Momen paling emosional terjadi saat Noskova menyampaikan pidato kemenangan. Ia memberikan penghormatan kepada ayahnya yang hadir, serta mengenang ibunya, Ivana, yang meninggal pada malam sebelum Wimbledon dua tahun lalu. “Ada satu orang lagi yang ingin kuucapkan terima kasih. Ibuku. Aku tidak akan berada di sini tanpanya,” kata Noskova sambil meneteskan air mata. Ia kemudian meniupkan ciuman ke langit, disambut tepuk tangan meriah penonton.
Kemenangan ini menegaskan kembali tradisi tenis Ceko yang kuat. Legenda hidup Martina Navratilova, peraih sembilan gelar tunggal Wimbledon, serta idola Noskova, Petra Kvitova, turut menyaksikan dari tribun. Noskova sendiri sudah lama disebut sebagai bakat masa depan. Ia menjadi pemain termuda di dalam 100 besar dunia pada 2022 dan mencapai perempat final Australia Terbuka 2024. Namun, konsistensi di Grand Slam sempat menjadi tantangan hingga ia merasa “nyaman” di rumput Wimbledon setelah mencapai babak keempat tahun lalu.
Persiapan Noskova untuk turnamen ini juga matang. Ia memenangi gelar Berlin bulan lalu, yang memberinya kepercayaan diri. Namun, perjalanannya di Wimbledon tidak mulus. Di babak ketiga, ia harus bangkit dari posisi match point melawan Sorana Cirstea dari Rumania. Kemampuan mental yang ia tunjukkan di final membuktikan bahwa ia pantas menjadi juara.
Bagi Muchova, kekalahan ini tentu pahit. Namun, ia tetap menunjukkan sportivitas tinggi. “Sulit mencari kata-kata, tapi aku akan mulai dengan Linda—mantan temanku,” canda Muchova. “Cara kamu menghadapi tekanan dan bermain sungguh luar biasa. Kamu pantas menang.” Keduanya juga merupakan pasangan ganda putri untuk Olimpiade Paris 2024, menambah dimensi persahabatan dalam rivalitas ini.
Ke depan, dengan gelar Grand Slam pertama di tangan, Noskova diprediksi akan menjadi ancaman serius di turnamen-turnamen besar berikutnya.
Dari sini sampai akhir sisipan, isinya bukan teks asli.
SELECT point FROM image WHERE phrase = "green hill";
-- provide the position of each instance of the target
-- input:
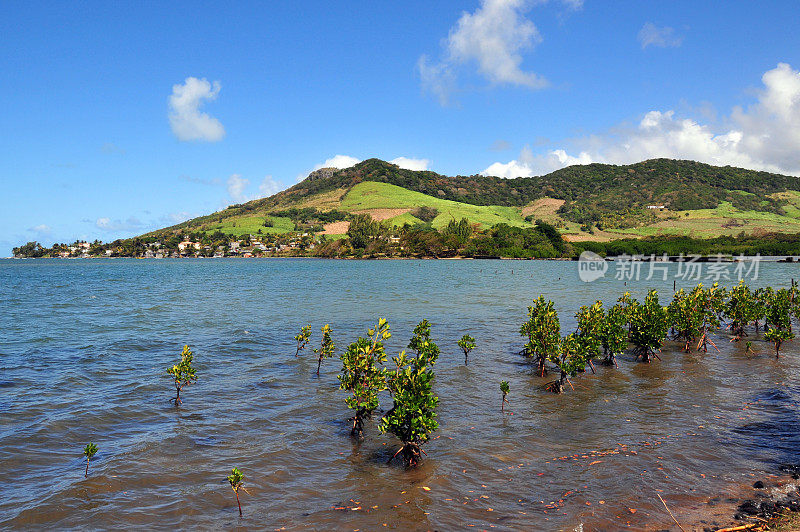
(596, 201)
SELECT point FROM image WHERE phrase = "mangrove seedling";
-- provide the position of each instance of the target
(613, 336)
(740, 309)
(302, 338)
(362, 374)
(696, 314)
(89, 452)
(236, 478)
(683, 318)
(467, 344)
(413, 416)
(778, 322)
(543, 331)
(590, 331)
(326, 348)
(761, 297)
(504, 390)
(571, 360)
(183, 373)
(648, 322)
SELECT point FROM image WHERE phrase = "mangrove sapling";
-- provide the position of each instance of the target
(467, 344)
(590, 325)
(543, 331)
(613, 336)
(362, 375)
(183, 373)
(648, 326)
(761, 296)
(740, 309)
(236, 478)
(302, 338)
(711, 306)
(571, 360)
(778, 322)
(326, 348)
(696, 314)
(684, 321)
(89, 452)
(413, 416)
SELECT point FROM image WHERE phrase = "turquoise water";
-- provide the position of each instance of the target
(84, 346)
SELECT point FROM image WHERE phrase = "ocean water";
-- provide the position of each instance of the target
(84, 345)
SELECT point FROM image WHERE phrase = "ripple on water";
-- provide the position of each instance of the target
(90, 340)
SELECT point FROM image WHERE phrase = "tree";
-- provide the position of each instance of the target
(590, 323)
(183, 373)
(648, 326)
(413, 416)
(460, 230)
(467, 344)
(327, 347)
(362, 375)
(504, 390)
(89, 452)
(363, 229)
(569, 361)
(740, 309)
(613, 336)
(302, 338)
(235, 479)
(778, 322)
(543, 331)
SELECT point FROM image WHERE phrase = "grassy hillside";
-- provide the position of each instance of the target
(586, 202)
(372, 197)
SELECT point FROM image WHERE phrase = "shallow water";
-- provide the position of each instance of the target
(84, 346)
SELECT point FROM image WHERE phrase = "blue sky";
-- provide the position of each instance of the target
(120, 117)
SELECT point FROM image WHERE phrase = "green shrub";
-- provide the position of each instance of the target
(362, 374)
(183, 373)
(302, 338)
(235, 479)
(467, 344)
(89, 451)
(543, 331)
(413, 416)
(778, 322)
(648, 325)
(326, 348)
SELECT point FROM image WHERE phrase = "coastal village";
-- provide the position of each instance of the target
(246, 247)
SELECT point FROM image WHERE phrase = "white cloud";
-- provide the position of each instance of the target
(236, 185)
(411, 164)
(269, 187)
(573, 4)
(41, 229)
(338, 161)
(185, 117)
(112, 226)
(663, 37)
(500, 145)
(178, 217)
(110, 147)
(493, 38)
(763, 136)
(237, 188)
(436, 78)
(529, 164)
(200, 180)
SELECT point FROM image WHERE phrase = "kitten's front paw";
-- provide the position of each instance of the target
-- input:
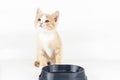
(37, 64)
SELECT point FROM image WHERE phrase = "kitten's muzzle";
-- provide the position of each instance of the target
(41, 24)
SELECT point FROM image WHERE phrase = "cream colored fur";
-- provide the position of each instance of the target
(48, 41)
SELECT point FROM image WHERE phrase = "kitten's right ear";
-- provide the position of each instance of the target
(38, 11)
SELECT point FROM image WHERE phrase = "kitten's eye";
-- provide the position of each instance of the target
(39, 19)
(46, 21)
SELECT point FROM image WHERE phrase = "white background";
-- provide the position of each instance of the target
(89, 29)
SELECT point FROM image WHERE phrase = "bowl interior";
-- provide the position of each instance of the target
(63, 69)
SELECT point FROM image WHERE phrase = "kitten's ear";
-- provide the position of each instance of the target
(38, 11)
(55, 15)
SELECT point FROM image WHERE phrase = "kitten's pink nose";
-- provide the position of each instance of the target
(41, 24)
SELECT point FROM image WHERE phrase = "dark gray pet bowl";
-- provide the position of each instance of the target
(62, 72)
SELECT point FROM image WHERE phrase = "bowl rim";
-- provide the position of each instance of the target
(81, 71)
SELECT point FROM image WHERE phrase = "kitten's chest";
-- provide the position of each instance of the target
(46, 37)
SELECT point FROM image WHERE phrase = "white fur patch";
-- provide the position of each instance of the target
(46, 37)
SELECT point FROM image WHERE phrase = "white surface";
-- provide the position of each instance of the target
(24, 70)
(89, 30)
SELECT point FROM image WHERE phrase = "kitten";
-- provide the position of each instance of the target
(48, 41)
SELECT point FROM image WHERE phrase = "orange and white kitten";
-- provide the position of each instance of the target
(48, 41)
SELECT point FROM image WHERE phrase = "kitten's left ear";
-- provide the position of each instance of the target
(55, 15)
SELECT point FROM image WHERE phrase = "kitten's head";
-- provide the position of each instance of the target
(46, 21)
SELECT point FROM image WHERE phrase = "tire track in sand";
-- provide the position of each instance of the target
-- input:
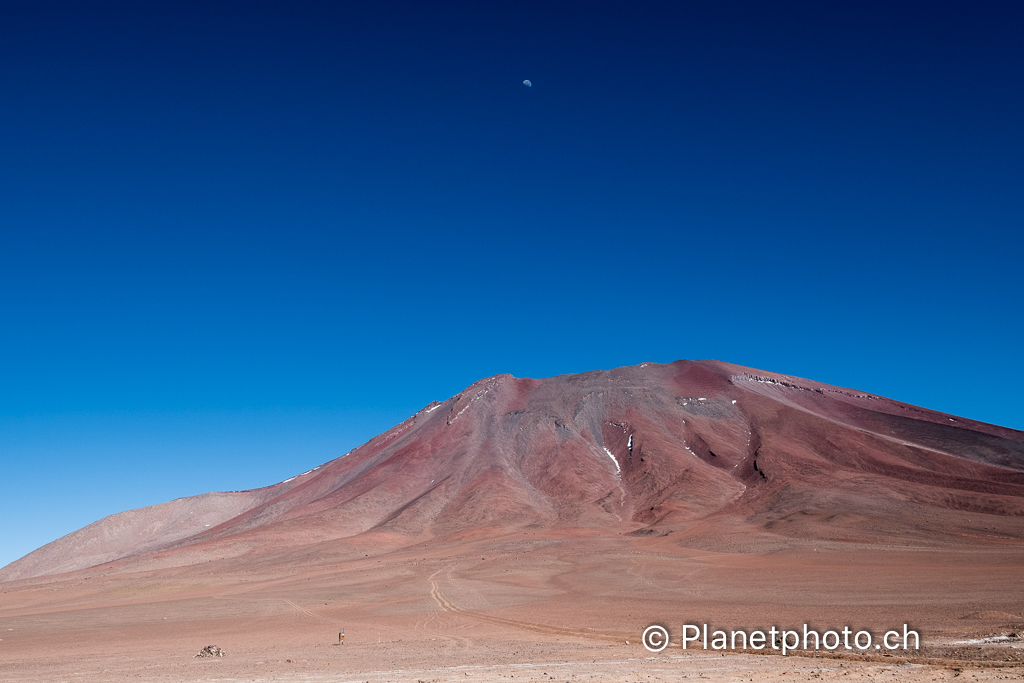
(449, 606)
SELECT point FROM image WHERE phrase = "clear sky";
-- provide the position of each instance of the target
(239, 239)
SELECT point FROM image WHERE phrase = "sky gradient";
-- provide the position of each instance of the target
(241, 239)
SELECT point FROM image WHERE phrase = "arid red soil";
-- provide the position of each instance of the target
(528, 528)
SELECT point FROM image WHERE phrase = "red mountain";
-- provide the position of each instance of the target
(719, 455)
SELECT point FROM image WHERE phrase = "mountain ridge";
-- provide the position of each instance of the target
(654, 449)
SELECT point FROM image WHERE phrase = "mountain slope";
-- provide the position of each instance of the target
(696, 449)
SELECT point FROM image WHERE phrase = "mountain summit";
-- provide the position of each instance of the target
(716, 455)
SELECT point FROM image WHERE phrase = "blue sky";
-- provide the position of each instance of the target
(240, 239)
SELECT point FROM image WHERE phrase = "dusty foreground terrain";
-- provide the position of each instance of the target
(528, 606)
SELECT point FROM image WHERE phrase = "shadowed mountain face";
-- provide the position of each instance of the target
(712, 453)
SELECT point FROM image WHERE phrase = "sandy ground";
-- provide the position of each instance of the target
(527, 607)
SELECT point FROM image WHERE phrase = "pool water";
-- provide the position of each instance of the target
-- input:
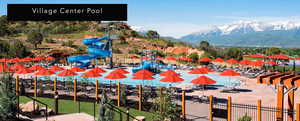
(221, 80)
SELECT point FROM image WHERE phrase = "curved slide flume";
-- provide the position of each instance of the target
(96, 49)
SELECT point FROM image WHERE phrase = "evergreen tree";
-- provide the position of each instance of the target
(8, 106)
(105, 111)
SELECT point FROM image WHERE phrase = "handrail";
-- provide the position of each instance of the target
(46, 112)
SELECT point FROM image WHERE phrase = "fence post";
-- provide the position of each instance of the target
(280, 103)
(75, 90)
(258, 110)
(140, 97)
(35, 87)
(229, 109)
(119, 93)
(183, 105)
(291, 105)
(17, 86)
(210, 108)
(96, 93)
(298, 112)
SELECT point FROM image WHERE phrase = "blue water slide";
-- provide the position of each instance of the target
(96, 49)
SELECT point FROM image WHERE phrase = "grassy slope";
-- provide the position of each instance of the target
(68, 106)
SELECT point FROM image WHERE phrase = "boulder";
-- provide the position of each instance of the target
(29, 107)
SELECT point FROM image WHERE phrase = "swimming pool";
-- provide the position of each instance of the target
(221, 80)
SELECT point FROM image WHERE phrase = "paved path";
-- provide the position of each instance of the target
(69, 117)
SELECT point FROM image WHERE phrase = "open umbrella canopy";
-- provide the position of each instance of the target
(120, 70)
(170, 58)
(36, 68)
(67, 73)
(232, 61)
(91, 73)
(56, 68)
(4, 68)
(49, 58)
(98, 70)
(77, 69)
(205, 59)
(245, 62)
(280, 56)
(273, 63)
(24, 71)
(255, 56)
(172, 79)
(229, 73)
(115, 75)
(203, 80)
(168, 73)
(143, 72)
(44, 72)
(218, 60)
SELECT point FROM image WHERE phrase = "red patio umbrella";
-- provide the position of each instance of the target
(67, 73)
(171, 58)
(44, 72)
(56, 68)
(218, 60)
(91, 73)
(77, 69)
(120, 70)
(142, 72)
(169, 72)
(98, 70)
(203, 80)
(172, 79)
(232, 61)
(205, 59)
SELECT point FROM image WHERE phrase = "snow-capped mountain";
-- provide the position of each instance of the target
(250, 33)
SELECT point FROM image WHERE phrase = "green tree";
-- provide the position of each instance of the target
(273, 51)
(35, 38)
(8, 105)
(194, 56)
(17, 49)
(152, 35)
(105, 112)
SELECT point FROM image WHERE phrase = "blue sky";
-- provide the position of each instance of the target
(180, 17)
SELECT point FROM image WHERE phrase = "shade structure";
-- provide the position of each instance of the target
(17, 67)
(203, 80)
(245, 62)
(24, 71)
(49, 58)
(257, 63)
(229, 73)
(143, 71)
(232, 61)
(56, 68)
(205, 59)
(280, 56)
(273, 63)
(44, 72)
(172, 79)
(255, 56)
(170, 58)
(77, 69)
(115, 75)
(120, 70)
(218, 60)
(198, 71)
(36, 68)
(168, 73)
(98, 70)
(4, 68)
(67, 73)
(91, 73)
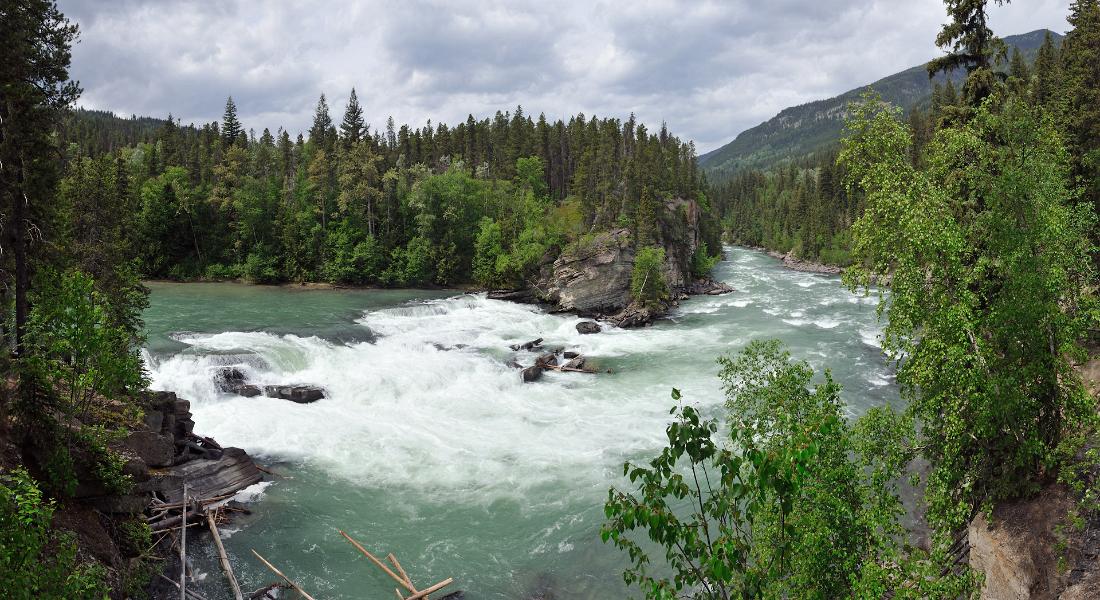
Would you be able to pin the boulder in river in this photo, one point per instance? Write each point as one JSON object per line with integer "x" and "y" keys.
{"x": 576, "y": 362}
{"x": 531, "y": 373}
{"x": 249, "y": 391}
{"x": 301, "y": 394}
{"x": 527, "y": 346}
{"x": 587, "y": 327}
{"x": 548, "y": 359}
{"x": 228, "y": 379}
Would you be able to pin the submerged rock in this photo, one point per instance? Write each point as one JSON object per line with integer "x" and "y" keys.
{"x": 531, "y": 373}
{"x": 527, "y": 346}
{"x": 249, "y": 391}
{"x": 576, "y": 362}
{"x": 587, "y": 327}
{"x": 301, "y": 394}
{"x": 547, "y": 359}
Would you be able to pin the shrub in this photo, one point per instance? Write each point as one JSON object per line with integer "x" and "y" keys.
{"x": 647, "y": 281}
{"x": 35, "y": 560}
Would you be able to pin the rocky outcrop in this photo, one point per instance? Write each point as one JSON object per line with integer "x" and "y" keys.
{"x": 1019, "y": 551}
{"x": 301, "y": 394}
{"x": 587, "y": 327}
{"x": 593, "y": 276}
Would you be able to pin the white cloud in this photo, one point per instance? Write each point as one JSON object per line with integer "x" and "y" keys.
{"x": 710, "y": 69}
Mampukah ia mempertahankan konsistensi dan menyaingi dominasi petenis seperti Iga Swiatek atau Aryna Sabalenka? Atau akankah Muchova bangkit kembali setelah cedera dan kegagalan di final? Yang jelas, tenis putri kembali memiliki bintang baru yang lahir dari drama dan air mata di lapangan rumput suci Wimbledon.